Which you may think I know very little about.
A note from BSM.
Until comparatively recent historical times, there were no quick and easy ways of adjusting the gearing of the oarsman's equipment.
There weren't (m)any female rowers either, so this is an ancient mariner's tale, and a mildly sexist one, too.
The most often needed and most often applied method of trying to accommodate mechanically to adverse conditions was to call on the crew to adjust themselves and their technique into the wind: "Shorten up! Rate up!". And more or less conversely when fair sailing.
But if your crew was sufficiently important and competent to merit such fine tuning - as was clearly the case of Proud Grandparent Michael Lapage's 1948 Olympic VIII - he notes ".......the Leander (pencil) blades were shaved down because of a very strong headwind." "Pencils" and other weapons of rowing need a separate article, but for the benefit of those less familiar with the 1950s and earlier, here is a brief explanation of "shaving down the blades" to make rowing easier when faced by unforgiving headwinds.
Prior to an important race in conditions such that the coach was uncertain whether the crew's strength would match the gearing, and/or, its stamina survive the course, he would persaude (another word for JMB's speeling B, q.v.) the boatman to shave some 1/8" to 1/4" off both the long edges of the blades (=spoons). These were constructed of wood, about 2'(=2 feet)long and some 6" (=6 inches), a fraction, wide at the tip; probably, sitka spruce + mahogany or other hardwood were used so the "shaving down" was done with a wood-plane or indeed with a 'spokeshave' to remove the bulk of the offcut first.
Thus "shaved down" the blade was able to slip in the water during the 'pulling' phase and so ease the gearing - the rate of striking could be kept up or at least seemingly higher than normal to allow the boat to be slowed down less during the 'run' phase.
The boatman used to remonstrate over this violation of "his" equipment - not least because he would find himself invited afterwards to splice and fair in new strips of timber onto the sides of the blades to return them to their standard dimensions, overnight even! I have to say that the rowers very seldom appreciated this sort of dedication of the backstage crew - likewise many other niceties of the day such as re-leathering of fixed-pin collars to the looms, fitting new copper-foil tips to the blades, and so on. You had to be a very "heavy" and hippopotamusical coach to get away with it.
Relatively feeble rowers were often routinely given shorter blades and/or oars, in addition to rowing with narrower blades. This was a privilege quite often accorded to the 'stroke' of crews so that as a normal rule he enjoyed a less taxing sport, not perhaps too exhausted even in a hard fought race to be able to lead by example, smiling at the cameras, looking his best, with immaculate unpressurised rowing technique to match; and he could raise the rate at will keeping the "engine room" on its toes and crying out for mercy.
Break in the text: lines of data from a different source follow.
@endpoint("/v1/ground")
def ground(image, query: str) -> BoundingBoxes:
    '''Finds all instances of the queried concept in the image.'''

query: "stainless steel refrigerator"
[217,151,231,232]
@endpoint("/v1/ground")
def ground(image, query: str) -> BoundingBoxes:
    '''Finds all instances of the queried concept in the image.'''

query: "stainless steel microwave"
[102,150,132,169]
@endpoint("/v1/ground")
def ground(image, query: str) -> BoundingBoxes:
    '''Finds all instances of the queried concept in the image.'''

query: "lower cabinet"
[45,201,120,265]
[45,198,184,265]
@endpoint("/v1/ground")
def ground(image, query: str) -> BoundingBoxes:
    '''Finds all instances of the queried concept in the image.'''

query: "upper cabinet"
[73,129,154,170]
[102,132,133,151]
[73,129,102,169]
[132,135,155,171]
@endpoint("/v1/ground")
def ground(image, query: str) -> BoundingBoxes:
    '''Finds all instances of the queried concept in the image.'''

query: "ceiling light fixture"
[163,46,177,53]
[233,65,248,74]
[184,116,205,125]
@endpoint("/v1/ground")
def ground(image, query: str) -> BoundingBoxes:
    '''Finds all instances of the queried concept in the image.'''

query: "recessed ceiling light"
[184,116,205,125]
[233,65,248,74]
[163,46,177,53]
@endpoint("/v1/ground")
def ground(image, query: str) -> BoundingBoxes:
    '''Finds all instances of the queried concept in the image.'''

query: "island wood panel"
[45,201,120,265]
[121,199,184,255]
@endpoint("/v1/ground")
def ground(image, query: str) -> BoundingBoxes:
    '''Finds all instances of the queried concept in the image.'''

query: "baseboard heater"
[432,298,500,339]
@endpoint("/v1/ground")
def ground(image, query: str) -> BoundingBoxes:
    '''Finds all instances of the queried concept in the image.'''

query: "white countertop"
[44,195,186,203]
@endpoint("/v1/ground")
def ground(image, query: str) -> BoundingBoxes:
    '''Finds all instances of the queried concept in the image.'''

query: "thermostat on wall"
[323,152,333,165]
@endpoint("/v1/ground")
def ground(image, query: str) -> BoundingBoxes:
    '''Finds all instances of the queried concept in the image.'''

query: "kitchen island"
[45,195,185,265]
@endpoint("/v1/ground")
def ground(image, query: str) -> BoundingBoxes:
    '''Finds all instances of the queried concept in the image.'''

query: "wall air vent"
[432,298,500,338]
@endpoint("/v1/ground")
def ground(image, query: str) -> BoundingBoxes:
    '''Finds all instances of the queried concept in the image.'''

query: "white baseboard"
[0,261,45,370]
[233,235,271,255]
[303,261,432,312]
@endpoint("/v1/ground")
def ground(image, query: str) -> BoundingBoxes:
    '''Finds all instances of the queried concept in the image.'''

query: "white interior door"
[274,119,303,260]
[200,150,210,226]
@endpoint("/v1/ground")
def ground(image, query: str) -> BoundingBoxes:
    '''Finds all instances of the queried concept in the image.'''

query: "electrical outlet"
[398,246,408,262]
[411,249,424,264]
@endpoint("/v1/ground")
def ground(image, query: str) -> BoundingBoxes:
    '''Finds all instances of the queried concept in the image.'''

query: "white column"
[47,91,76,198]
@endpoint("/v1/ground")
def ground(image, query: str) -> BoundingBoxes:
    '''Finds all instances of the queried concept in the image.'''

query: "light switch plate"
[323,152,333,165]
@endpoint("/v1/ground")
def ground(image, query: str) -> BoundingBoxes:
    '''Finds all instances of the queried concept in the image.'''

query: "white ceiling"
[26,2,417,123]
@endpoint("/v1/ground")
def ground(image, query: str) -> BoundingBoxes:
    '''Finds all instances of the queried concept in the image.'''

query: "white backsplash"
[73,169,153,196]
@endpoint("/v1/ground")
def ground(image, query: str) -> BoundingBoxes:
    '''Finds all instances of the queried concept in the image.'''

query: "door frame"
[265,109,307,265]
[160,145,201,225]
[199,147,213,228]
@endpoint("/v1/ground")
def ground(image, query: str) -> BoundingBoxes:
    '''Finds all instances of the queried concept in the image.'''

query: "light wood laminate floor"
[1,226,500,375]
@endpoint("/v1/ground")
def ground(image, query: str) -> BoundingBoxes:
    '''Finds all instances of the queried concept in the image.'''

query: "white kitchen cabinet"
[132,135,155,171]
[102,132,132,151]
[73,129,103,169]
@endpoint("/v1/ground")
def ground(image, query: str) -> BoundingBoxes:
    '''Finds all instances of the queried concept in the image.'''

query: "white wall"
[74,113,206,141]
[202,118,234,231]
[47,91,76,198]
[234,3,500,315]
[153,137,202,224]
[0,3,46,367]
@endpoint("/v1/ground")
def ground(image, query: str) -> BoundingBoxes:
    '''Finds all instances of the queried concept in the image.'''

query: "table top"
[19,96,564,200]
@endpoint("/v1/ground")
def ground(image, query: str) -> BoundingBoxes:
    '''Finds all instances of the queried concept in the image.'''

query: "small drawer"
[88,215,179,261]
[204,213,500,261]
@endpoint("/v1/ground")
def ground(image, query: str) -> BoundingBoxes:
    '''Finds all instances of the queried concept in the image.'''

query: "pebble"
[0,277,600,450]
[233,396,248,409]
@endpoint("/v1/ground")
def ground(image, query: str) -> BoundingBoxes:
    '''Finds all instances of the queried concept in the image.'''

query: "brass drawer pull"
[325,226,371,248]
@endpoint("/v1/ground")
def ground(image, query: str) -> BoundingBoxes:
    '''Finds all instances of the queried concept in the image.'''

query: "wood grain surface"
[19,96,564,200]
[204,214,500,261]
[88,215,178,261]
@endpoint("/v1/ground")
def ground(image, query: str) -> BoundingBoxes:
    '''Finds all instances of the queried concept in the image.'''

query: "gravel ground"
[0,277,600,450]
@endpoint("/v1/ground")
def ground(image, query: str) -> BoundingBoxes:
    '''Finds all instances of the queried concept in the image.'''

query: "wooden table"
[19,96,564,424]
The less well physically endowed members of crews might have rowed routinely with narrower and shorter blades.
These days such extempore adjustments to the blades themselves are seldom resorted to - partly because of the difficulty and comparative non-reversibility of altering the width of plastic blades, and partly because there are so many other easier and immediately effective ways of adjusting the gearing. I was perhaps amongst the last of a dying breed to use this technique quite generally while coaching at Monkton. And I did have to rectify the damage myself, at least. But it is of course still true that younger men's and boys' crews and women's crews will usually row with suitably sized oars and blades and riggers to match their physiques, more or less.
But there is not much shaving these days.